Всякий, кто когда-либо сталкивался с Егором Тимуровичем, подтвердит,
что это совершенно точная его характеристика. Но речь здесь не об
этом: вариант реформ, предложенный Гайдаром, Ельцин выбрал не потому,
что признал этот вариант лучшим, а по той причине, что ПОВЕРИЛ ЧЕЛОВЕКУ,
который его предложил.
Политик должен быть эффективным
- Конечно, Ельцин - талантливый политик, - продолжает наш разговор
Егор Гайдар. - А талантливый политик не может существовать, если
он не эффективен. То есть если он не умеет мобилизовывать общественную
поддержку. Особенно тогда, когда это критически важно. Поэтому,
естественно, он должен адресоваться к тому обществу, которое есть.
В кругу интеллектуалов мы можем бесконечно дискутировать о ключевых
стратегических вопросах развития ситуации в России.
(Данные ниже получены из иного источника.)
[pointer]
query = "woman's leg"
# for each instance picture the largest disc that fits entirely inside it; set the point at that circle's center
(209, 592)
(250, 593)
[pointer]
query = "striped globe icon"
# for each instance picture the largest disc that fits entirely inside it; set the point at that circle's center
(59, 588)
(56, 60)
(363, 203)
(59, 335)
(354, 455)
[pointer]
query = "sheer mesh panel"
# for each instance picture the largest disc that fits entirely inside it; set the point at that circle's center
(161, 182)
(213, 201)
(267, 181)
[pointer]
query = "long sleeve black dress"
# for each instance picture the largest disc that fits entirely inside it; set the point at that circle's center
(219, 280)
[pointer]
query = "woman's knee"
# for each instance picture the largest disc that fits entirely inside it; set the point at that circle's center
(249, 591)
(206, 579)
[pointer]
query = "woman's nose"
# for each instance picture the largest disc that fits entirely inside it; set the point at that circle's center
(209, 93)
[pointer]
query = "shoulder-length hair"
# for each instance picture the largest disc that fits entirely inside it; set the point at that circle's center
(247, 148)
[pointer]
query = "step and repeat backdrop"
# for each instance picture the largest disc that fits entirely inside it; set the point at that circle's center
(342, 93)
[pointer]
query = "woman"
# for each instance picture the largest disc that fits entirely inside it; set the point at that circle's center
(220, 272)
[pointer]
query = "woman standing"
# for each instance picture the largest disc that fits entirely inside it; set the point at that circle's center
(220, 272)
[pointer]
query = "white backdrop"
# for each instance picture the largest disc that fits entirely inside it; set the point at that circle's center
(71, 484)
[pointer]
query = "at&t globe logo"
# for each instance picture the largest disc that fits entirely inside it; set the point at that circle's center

У меня есть
много знакомых и друзей, которые высказывают крайне интересное для
меня и вообще стратегически верное мнение по этим вопросам, но среди
них нет ни одного, кто был бы способен получить такую электоральную
поддержку, которую, допустим, получил Ельцин в Москве в 1989 году,
- 90 процентов.
Я возражаю моему собеседнику: 90 процентов Ельцин набрал тогда по
московскому территориальному округу на выборах народных депутатов;
ему противостоял гендиректор ЗИЛа Браков - фигура, поддерживаемая
официальными властями: то были первые многопартийные выборы, и,
естественно, избиратели с треском провалили кремлевского ставленника
Бракова, но это еще не говорит о 90-процентном рейтинге Ельцина.
В целом по России поддержка Бориса Николаевич была существенно меньше:
ее пик, который пришелся на президентские выборы 12 июня 1991 года,
составлял около 57 процентов (чуть раньше, по опросам, у него было
60 процентов).
- Те первые президентские выборы, - возражает мне Гайдар, - проходили
в условиях, когда государственный аппарат был не в руках Ельцина.
А в руках тех, кто делал все, что можно, чтобы его не избрали. Против
Ельцина работала вся государственная пропагандистская машина. Людям
рассказывали, какой он пьяница, что он делал во время визита в Вашингтон…
Это была мощная пропагандистская машина, которая считалась очень
приличной в мире. Она вся действовала против него. И вот когда вся
официальная пропаганда, весь государственный аппарат страны, в которой
75 лет существовал тоталитарный режим, работает против тебя, а ты
получаешь 57 процентов, - это впечатляющий результат.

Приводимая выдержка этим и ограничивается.